Bohlsen. Volker Krause, geschäftsführender Gesellschafter der Bohlsener Mühle, fasste sich in seiner Rede auf dem Außengelände des Unternehmens bewusst kurz. Denn beim symbolischen ersten Spatenstich für die geplante Erweiterung der Mühle herrschte gestern eisige Kälte.

Und so brachte Krause es knapp auf den Punkt: „Heute ist ein denkwürdiger Tag.“

Kürzlich hatte der Gerdauer Gemeinderat den Bebauungsplan für die langfristige Erweiterung der Bohlsener Mühle an der Bundesstraße 71 beschlossen. Wenn sich in den nächsten Jahren alles wie geplant realisieren lässt, wird das Unternehmen insgesamt rund 15 Millionen Euro investieren, kündigte Krause an. Darunter seien umfangreiche Fördermittel.

Im ersten Schritt sollen eine dritte und vierte Backstraße errichtet werden. „Wir erweitern uns in den Bestand hinein“, erklärte Krause. Das bestehende und das geplante neue Gebäude würden miteinander verbunden. Auch eine moderne Werkstatt, eine Verpackungsanlage und ein neues Verwaltungsgebäude seien vorgesehen.

Dieser erste Abschnitt werde vom kürzlich beschlossenen Bebauungsplan der Gemeinde aber nicht berührt, sagte Manuel Pick. Wohl aber der zweite Schritt der Erweiterung, bei dem langfristig eine neue Frischebäckerei, ein Hochregallager und eventuell auch eine neue Mühle entstehen sollen. Der Beschluss des Gemeinderates „gibt uns Sicherheit“, freute sich Krause. „Das ist wichtig für die zukünftige Entwicklung dieses Betriebs.“ Er dankte allen Beteiligten, darunter den Planern, dem Landkreis Uelzen, der Samtgemeinde Suderburg und der Gemeinde Gerdau, mit denen es „eine hervorragende Zusammenarbeit“ gegeben habe. Mit dem ersten Bauabschnitt werde auch eine Aufstockung des Personals einhergehen, sagte Pick. Etwa 30 zusätzliche Mitarbeiter würden dann eingestellt.

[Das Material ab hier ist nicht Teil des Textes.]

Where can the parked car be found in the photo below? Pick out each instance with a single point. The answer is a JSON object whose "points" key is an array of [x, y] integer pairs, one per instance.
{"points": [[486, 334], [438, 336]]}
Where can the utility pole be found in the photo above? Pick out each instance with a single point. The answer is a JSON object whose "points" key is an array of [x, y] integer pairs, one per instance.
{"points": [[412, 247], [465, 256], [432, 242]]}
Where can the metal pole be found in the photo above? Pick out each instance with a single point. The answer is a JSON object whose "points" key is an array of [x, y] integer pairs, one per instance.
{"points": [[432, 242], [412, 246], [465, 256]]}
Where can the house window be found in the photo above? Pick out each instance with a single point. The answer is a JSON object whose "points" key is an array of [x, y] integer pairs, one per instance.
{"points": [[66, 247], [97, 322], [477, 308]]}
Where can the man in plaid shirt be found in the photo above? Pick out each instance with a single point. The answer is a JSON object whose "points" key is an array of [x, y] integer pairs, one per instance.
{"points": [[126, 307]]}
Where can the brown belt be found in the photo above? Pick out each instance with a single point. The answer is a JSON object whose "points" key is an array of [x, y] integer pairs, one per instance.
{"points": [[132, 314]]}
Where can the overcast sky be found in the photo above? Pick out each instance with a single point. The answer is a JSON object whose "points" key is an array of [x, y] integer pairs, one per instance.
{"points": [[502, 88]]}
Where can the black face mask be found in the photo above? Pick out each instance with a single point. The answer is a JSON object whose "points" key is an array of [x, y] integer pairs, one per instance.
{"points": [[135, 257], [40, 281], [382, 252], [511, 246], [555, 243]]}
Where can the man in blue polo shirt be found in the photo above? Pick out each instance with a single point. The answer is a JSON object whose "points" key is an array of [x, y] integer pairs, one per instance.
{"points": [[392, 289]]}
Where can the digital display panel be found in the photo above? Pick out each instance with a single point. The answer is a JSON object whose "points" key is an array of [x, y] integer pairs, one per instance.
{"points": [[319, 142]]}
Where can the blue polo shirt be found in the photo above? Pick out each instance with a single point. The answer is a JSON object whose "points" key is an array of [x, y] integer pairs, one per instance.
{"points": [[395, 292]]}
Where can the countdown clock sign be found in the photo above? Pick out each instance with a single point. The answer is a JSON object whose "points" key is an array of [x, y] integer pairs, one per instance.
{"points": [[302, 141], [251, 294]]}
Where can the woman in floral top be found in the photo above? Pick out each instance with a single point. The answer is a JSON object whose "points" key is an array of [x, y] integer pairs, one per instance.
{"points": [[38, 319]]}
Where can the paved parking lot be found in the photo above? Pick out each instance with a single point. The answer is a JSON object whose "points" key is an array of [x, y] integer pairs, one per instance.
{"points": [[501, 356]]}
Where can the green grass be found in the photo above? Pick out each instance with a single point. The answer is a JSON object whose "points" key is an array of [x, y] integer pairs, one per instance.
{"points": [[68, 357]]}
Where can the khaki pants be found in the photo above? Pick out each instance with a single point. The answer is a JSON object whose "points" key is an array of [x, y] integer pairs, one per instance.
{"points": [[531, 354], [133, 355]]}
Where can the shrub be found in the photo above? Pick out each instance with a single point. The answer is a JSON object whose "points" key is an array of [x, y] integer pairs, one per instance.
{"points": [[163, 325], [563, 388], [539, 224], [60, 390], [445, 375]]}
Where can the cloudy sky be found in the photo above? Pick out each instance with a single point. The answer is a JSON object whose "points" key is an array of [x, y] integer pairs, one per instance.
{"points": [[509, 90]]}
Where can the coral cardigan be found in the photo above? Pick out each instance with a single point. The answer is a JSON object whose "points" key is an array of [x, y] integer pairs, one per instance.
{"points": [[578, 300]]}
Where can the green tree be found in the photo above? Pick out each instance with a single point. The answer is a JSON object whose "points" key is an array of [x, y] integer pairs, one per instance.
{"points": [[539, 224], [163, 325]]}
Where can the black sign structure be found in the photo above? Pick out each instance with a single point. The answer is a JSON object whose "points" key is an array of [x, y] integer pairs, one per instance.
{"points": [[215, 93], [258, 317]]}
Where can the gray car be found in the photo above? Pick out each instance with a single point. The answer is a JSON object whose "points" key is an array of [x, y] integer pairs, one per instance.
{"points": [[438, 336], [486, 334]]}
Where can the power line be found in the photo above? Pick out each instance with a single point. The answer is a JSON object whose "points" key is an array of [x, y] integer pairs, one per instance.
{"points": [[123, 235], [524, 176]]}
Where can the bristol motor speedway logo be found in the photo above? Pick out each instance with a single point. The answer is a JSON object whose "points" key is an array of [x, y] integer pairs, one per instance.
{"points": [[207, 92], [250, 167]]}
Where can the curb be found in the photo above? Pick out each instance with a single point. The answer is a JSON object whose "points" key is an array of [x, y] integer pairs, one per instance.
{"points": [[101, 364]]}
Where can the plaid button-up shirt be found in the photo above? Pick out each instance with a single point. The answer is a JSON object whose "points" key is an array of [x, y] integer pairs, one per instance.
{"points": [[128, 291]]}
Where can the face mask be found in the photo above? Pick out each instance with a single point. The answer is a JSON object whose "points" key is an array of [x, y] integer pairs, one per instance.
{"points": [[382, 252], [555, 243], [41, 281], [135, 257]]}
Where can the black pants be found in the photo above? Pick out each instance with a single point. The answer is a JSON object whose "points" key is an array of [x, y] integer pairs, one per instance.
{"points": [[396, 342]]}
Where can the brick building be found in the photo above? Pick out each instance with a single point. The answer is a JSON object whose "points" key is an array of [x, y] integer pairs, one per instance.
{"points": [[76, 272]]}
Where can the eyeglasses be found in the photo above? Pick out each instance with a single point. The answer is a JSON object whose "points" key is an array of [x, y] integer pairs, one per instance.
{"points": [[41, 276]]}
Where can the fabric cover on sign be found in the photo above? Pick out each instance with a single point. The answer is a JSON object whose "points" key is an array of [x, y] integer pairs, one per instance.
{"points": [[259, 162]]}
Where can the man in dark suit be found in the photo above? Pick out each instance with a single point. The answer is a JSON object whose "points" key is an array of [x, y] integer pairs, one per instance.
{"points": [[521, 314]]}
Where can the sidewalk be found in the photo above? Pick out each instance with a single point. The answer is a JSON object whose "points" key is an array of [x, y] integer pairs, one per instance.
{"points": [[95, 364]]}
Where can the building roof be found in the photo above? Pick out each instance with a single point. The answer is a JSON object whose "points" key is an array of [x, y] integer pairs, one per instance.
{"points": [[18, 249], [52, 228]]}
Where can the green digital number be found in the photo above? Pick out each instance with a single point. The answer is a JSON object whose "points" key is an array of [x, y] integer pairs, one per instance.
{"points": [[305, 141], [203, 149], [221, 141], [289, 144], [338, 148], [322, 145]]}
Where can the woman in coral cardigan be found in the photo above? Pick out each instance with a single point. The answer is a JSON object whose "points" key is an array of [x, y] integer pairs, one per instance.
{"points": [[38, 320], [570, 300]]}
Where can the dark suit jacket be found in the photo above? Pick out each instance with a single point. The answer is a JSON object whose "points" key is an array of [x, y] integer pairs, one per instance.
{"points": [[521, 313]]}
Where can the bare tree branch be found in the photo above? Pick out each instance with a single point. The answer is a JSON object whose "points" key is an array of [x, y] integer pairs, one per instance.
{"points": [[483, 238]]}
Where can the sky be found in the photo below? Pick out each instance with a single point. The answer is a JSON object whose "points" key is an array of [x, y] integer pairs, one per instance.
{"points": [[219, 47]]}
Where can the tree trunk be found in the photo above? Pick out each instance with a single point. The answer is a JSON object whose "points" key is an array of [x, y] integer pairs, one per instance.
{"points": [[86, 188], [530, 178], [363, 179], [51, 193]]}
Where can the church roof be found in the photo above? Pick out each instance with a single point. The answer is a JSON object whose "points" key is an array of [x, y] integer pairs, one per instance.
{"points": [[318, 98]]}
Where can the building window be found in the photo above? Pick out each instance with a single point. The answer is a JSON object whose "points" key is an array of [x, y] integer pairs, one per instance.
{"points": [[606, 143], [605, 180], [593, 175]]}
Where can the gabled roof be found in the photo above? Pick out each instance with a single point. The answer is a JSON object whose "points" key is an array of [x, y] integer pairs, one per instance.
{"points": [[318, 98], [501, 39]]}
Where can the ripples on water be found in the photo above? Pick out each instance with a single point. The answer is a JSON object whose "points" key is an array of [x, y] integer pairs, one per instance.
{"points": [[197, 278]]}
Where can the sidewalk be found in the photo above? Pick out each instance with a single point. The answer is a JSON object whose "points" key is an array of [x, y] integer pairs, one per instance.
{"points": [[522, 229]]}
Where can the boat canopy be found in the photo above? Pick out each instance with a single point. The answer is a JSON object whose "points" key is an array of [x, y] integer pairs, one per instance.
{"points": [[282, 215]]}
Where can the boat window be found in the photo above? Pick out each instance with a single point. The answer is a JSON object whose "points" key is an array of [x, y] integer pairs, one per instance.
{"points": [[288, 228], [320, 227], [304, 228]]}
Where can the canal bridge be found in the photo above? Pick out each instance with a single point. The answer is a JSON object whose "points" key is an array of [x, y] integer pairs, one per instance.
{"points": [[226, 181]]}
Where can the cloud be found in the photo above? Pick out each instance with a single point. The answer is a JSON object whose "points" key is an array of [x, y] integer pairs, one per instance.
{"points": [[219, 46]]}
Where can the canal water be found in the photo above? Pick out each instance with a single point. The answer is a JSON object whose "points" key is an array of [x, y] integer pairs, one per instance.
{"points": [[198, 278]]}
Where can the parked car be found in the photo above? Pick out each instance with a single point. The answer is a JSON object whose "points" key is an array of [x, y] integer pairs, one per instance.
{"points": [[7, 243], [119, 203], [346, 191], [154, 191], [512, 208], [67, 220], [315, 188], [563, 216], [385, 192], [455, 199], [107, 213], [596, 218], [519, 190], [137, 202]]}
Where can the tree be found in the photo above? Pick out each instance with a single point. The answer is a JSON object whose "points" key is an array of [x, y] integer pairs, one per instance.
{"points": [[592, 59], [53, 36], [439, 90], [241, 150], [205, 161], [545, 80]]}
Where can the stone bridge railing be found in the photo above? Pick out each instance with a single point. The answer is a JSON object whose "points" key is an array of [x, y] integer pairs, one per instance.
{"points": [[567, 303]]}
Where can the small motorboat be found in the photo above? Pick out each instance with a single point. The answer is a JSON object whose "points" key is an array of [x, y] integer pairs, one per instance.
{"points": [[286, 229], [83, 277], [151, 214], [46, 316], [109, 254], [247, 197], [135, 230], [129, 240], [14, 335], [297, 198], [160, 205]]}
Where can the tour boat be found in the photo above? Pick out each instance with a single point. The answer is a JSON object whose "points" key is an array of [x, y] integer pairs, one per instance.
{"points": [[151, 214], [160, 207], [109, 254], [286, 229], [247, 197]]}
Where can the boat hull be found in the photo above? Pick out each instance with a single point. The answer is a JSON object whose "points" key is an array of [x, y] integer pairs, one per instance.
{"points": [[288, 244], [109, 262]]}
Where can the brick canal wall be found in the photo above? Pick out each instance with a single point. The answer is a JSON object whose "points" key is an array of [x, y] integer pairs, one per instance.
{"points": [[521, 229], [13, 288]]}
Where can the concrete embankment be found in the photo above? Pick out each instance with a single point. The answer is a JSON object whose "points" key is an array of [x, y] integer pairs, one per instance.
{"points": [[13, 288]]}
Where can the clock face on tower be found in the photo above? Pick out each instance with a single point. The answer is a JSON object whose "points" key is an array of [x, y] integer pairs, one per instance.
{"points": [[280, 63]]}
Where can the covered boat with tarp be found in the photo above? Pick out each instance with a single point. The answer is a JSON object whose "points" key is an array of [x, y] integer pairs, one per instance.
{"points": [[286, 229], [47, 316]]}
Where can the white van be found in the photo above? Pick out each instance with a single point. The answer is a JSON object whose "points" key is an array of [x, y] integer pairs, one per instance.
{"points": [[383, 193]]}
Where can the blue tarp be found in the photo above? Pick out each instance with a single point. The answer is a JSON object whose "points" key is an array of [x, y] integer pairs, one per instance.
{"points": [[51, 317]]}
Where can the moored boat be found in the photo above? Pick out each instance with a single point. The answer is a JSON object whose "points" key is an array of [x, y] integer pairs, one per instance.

Krause hofft auf einen zügigen Baufortschritt der neuen Backstraßen. Wenn alles nach Plan verlaufe, könne dort im Frühjahr 2019 die Produktion beginnen und zeitgleich der Bau des neuen Verwaltungsgebäudes in Angriff genommen werden. „Wir werden ein zünftiges Richtfest feiern, wenn es etwas wärmer ist“, versprach Krause.

Zu den Gratulanten nach dem ersten Spatenstich gehörte Gerdaus Bürgermeister Stefan Kleuker. „Das ist ein ganz besonderer Moment für unsere Gemeinde“, betonte er. „Ich freue mich, dass ihr jetzt loslegt.“ Zugleich erinnerte er auch an die aufwendige Planungsphase für die Erweiterung der Bohlsener Mühle, die mehrere Jahre gedauert habe. „In dieser Zeit gab es in der Gemeinde drei Bürgermeister und zwei Räte“, blickte Kleuker zurück.